QUÉBEC : Escapade à Charlevoix
Nous continuons nos vies de québécois heureux…
Juli & Robert nous font découvrir la Région de Charlevoix
par l’intermédiaire de leurs amis France & Fernand
A Port-au-Persil, chez France et Fernand
Port-au-Persil (qui fait partie de la commune de Saint-Siméon dans la région de Charlevoix) se trouve à l’écart de la route 138, sur les rives du Saint-Laurent. On l’atteint après près de 5 heures de route en provenance de Montréal.
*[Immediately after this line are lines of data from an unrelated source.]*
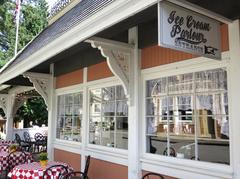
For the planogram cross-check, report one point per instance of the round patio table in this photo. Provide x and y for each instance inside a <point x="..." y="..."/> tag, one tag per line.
<point x="15" y="157"/>
<point x="35" y="171"/>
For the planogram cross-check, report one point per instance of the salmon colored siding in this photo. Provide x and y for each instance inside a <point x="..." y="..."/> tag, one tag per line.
<point x="72" y="159"/>
<point x="156" y="55"/>
<point x="72" y="78"/>
<point x="165" y="177"/>
<point x="99" y="71"/>
<point x="224" y="37"/>
<point x="99" y="169"/>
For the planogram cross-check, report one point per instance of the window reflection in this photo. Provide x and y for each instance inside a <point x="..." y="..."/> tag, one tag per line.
<point x="187" y="116"/>
<point x="108" y="122"/>
<point x="69" y="117"/>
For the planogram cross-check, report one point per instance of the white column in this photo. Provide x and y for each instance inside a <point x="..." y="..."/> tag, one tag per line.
<point x="84" y="121"/>
<point x="9" y="115"/>
<point x="133" y="121"/>
<point x="51" y="113"/>
<point x="234" y="95"/>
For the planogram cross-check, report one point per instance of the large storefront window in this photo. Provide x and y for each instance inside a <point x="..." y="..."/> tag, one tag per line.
<point x="187" y="116"/>
<point x="108" y="117"/>
<point x="69" y="116"/>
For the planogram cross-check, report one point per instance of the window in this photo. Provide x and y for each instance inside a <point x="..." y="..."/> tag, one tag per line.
<point x="108" y="117"/>
<point x="69" y="116"/>
<point x="187" y="116"/>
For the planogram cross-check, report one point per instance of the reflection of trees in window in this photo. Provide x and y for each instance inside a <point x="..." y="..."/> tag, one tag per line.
<point x="69" y="116"/>
<point x="108" y="116"/>
<point x="188" y="109"/>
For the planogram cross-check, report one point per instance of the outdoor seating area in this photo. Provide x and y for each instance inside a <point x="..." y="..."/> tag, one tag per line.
<point x="18" y="162"/>
<point x="111" y="89"/>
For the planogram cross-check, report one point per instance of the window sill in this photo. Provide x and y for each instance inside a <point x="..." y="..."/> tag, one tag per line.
<point x="114" y="155"/>
<point x="70" y="146"/>
<point x="182" y="168"/>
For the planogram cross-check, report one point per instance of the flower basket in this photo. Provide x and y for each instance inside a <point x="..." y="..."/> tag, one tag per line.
<point x="43" y="159"/>
<point x="13" y="148"/>
<point x="43" y="163"/>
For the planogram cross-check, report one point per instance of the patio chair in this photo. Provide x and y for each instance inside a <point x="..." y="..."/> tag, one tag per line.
<point x="40" y="141"/>
<point x="55" y="170"/>
<point x="27" y="140"/>
<point x="75" y="175"/>
<point x="21" y="143"/>
<point x="14" y="159"/>
<point x="152" y="175"/>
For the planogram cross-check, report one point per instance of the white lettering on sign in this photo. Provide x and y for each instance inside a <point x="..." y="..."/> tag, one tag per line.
<point x="188" y="31"/>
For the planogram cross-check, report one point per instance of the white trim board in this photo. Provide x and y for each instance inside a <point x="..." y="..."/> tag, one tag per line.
<point x="112" y="14"/>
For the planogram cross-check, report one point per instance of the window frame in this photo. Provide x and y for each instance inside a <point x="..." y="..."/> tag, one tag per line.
<point x="103" y="83"/>
<point x="183" y="67"/>
<point x="65" y="91"/>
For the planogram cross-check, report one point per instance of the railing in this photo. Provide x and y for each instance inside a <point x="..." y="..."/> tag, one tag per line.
<point x="32" y="131"/>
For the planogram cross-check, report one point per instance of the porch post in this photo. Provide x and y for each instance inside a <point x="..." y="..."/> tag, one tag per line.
<point x="9" y="115"/>
<point x="134" y="120"/>
<point x="51" y="114"/>
<point x="234" y="95"/>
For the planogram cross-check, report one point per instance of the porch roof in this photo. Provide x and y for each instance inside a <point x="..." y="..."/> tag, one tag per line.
<point x="82" y="12"/>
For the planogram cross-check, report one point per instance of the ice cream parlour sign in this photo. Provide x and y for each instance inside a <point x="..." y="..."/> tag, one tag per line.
<point x="185" y="30"/>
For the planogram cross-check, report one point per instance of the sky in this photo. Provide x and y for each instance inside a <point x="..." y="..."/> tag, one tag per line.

La légende dit que le village fut baptisé par Samuel de Champlain en 1626, car il y trouva beaucoup de persil… Plus vraisemblablement, Port-au-Persil fut fondé par Neil McLaren, un Écossais qui s’y installa avec sa famille au début au 19ème siècle. De jolies maisons colorées éparpillées le long du fleuve, une petite chapelle de bois peinte en blanc, près des rochers construite en 1893 par Mister McLaren himself… Un cadre idyllique pour un hameau qui fait partie de l’Association très sélective des « Plus Beaux Villages du Québec ». Le rythme du fleuve et de ses marées font partie du quotidien de même que le ballet aquatique des belugas frondeurs et le va-et-vient des oiseaux migrateurs.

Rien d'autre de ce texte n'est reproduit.